Heterodox Economics Newsletter

Issue 354 January 26, 2026 web pdf Heterodox Economics Directory

The probably most funny (although somewhat implicit) assumption in Ricardo’s model of comparative advantage is the supposition that all sectors are essentially equivalent in terms of development: as specialization is determined by short-run costs, the long-run consequences of sectoral lock-ins are bracketed out. It is, hence, not without irony that Ricardo’s original example relies on comparing cloth and wine, where the former lies at the roots of industrialization, while specializing in wine is surely a tasty, but nonetheless somewhat stagnant development strategy ;-) In a similar vein, standard mainstream approaches to international trade do treat sectors as intrinsically equivalent and thereby overlook how some sectors are more conducive to economic development than others.

Therefore, a key reason why sectoral heterogeneity matters is that some sectors are more conducive to economies of scale than others and contribute more to overall productivity.* As already noted by Adam Smith, a key constraint for exploiting such economics of scale is the „size of the market“, that is, effective (global) demand for manufactured goods. These indications explain why global competition is, in large parts, a competition for (global) market shares in industrial sectors as the latter allow for reaping the benefits of associated productivity increases. And it is for these reasons that I regularly tell my students that until the 1980s or so no country ever became rich without industrial development (which is also key to understanding what is called the Great Divergence).

However, the opening-up of global economy, that goes back to the implosion of the Bretton Woods System in the 1970s, climaxed with the foundation of the WTO in the 1990s and is now seemingly at crossroads, intensified global competition in a way that both, reaffirms as well as challenges, heterodox analysis and policy advice in several contexts.

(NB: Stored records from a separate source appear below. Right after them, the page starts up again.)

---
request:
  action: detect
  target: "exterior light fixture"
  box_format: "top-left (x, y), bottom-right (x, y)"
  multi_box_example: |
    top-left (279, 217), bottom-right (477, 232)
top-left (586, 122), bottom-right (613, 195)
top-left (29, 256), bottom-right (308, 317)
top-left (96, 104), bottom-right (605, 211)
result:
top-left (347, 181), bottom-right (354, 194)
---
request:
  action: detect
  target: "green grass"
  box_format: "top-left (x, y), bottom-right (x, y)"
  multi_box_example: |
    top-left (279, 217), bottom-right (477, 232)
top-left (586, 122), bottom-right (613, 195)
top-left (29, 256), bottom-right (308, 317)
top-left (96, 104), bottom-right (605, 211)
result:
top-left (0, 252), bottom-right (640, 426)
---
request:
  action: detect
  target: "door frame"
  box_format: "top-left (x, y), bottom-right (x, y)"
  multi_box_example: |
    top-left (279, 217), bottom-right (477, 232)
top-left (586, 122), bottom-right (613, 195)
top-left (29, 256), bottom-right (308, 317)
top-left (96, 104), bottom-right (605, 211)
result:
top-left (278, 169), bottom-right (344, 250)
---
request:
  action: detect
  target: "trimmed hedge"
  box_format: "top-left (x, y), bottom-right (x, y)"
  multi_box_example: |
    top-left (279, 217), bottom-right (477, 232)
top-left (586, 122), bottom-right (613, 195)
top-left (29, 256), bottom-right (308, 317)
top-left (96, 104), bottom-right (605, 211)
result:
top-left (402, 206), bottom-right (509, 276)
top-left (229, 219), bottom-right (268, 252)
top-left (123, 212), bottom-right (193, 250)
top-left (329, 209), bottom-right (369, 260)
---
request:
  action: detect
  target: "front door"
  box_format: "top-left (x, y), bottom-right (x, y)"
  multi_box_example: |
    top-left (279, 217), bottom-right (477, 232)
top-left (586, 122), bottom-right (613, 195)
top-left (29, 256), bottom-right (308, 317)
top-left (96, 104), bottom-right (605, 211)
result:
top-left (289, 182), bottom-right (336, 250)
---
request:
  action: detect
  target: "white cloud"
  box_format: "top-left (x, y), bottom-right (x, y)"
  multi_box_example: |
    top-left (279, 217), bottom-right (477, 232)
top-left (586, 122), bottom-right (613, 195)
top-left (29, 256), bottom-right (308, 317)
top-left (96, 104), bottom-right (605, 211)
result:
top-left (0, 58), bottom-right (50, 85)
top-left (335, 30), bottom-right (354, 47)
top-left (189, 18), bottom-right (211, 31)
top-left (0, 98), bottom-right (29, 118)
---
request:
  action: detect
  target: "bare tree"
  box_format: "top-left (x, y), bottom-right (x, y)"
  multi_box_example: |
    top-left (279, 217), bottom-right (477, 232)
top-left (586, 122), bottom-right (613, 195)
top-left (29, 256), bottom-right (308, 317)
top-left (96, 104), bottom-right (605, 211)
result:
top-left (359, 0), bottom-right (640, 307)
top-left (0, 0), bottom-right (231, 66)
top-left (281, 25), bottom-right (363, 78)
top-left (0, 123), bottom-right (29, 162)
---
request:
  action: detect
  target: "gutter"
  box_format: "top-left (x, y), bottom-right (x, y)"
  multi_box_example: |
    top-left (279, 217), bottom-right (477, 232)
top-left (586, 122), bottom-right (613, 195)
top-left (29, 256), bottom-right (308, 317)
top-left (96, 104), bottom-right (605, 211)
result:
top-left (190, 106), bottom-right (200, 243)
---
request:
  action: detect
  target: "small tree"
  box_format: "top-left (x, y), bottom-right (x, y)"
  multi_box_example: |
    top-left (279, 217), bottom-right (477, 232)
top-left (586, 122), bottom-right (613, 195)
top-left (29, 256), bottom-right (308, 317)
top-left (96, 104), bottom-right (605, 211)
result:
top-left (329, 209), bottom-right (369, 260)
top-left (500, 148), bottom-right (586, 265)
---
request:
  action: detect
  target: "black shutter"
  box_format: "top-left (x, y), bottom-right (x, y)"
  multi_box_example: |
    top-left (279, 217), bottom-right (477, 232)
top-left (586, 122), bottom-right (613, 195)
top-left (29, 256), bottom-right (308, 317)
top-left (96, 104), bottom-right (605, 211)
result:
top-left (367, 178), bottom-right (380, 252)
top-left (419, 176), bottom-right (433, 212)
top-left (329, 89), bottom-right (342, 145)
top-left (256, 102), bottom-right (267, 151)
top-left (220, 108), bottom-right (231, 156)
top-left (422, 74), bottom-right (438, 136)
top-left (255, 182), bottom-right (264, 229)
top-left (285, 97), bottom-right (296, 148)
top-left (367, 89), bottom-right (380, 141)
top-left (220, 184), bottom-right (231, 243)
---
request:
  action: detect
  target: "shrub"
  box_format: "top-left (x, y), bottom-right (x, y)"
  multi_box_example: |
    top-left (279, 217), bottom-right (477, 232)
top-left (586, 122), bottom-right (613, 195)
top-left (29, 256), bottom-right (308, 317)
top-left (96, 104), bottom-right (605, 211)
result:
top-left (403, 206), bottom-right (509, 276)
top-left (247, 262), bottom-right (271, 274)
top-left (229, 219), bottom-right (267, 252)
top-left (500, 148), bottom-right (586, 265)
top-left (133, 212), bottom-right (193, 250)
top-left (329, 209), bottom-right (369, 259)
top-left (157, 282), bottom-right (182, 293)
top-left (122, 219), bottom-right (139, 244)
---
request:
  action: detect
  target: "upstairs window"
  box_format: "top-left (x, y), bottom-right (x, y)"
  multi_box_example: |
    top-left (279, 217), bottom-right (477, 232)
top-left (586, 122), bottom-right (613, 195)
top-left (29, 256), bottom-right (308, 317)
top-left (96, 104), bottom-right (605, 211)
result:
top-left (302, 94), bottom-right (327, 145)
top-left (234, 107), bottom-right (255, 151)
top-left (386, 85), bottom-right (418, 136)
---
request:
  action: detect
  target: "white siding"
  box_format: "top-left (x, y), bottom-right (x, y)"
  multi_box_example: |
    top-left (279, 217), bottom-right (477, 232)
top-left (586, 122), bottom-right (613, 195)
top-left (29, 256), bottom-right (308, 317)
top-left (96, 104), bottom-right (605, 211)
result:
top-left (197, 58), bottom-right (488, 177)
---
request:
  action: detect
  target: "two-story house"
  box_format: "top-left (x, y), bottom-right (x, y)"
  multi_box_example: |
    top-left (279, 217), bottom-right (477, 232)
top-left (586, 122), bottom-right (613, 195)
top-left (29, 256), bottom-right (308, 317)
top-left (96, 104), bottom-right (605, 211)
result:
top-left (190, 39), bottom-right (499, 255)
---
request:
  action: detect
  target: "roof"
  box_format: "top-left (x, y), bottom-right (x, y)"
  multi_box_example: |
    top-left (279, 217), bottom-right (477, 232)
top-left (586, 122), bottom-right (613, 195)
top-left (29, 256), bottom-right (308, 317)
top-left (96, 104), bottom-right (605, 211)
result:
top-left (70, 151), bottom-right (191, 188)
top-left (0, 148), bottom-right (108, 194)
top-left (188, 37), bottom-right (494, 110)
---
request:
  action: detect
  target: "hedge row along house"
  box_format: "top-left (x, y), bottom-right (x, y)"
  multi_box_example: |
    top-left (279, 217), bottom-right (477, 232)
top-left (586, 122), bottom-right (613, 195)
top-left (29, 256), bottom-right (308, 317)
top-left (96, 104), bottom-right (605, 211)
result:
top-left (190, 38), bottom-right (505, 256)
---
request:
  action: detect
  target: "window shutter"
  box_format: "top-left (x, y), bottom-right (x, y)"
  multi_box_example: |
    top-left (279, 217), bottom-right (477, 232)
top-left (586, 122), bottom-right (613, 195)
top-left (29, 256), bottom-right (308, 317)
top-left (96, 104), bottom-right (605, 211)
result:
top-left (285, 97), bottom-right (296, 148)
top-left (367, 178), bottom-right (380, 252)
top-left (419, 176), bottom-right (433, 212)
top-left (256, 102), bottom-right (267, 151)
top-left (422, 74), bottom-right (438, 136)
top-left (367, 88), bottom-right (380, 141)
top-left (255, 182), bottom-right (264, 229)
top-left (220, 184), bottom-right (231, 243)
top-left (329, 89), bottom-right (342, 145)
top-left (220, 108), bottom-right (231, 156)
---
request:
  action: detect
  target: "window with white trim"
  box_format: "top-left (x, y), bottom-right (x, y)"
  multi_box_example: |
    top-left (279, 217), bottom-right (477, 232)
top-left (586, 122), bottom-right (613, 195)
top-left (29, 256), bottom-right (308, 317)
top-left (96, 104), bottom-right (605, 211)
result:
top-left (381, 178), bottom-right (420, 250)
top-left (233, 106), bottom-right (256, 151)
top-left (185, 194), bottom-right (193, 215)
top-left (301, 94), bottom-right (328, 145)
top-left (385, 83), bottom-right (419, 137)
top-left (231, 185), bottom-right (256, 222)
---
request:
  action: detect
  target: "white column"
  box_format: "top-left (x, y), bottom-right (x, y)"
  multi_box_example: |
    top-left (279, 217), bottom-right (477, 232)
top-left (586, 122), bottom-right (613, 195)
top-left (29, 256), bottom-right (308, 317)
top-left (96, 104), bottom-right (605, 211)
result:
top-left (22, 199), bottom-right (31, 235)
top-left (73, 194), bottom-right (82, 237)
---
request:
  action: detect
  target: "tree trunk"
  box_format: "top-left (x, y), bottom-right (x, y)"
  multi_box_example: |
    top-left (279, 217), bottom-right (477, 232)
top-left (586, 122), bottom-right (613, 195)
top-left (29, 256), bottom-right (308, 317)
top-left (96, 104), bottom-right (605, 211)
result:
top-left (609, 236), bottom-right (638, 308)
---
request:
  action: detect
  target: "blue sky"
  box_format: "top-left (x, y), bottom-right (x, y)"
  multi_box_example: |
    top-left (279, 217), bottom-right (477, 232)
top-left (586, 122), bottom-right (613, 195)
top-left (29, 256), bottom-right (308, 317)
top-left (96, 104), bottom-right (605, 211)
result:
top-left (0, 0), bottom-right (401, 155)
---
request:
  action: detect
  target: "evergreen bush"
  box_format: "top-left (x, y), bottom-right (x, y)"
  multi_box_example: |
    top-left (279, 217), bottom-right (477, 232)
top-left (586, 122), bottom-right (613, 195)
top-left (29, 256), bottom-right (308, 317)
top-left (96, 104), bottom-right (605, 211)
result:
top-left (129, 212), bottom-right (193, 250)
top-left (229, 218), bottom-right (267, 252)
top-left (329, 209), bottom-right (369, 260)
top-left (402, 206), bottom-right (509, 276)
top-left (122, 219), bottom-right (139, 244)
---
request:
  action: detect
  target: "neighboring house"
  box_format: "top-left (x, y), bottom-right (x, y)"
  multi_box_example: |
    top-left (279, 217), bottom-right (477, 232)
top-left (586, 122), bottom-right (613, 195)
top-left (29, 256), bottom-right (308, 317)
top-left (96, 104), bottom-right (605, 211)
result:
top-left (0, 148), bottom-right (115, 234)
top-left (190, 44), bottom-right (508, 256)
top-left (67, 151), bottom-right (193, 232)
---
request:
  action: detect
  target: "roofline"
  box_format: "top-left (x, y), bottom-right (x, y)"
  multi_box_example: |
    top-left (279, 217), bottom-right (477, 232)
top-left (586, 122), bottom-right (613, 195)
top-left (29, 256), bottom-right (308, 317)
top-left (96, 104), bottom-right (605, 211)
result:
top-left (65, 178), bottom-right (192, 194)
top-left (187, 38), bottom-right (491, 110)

For one, in a globally integrated economy being strong on industrial production can no longer be considered a necessary condition for being rich. Rather, increased international integration led to a more nuanced division of labor between countries, which coincided with the emergence of more heterogenous development models (see, e.g., here and here for some related applications). While these development models still reflect the traditional dichotomy between an industrialized core and a periphery focusing on providing primary products, corresponding analyses also indicate how specific development models – especially those focusing fossil resource provisioning, tax evasion & profit shifting as well as financial sector services – can be associated with significant increases in real GDP. The key reason for this emerging pattern is, probably, that these countries provide inputs and services that are highly complementary to a capitalist economy, that is in large parts based on fossil energy sources and dominated by multinational corporations.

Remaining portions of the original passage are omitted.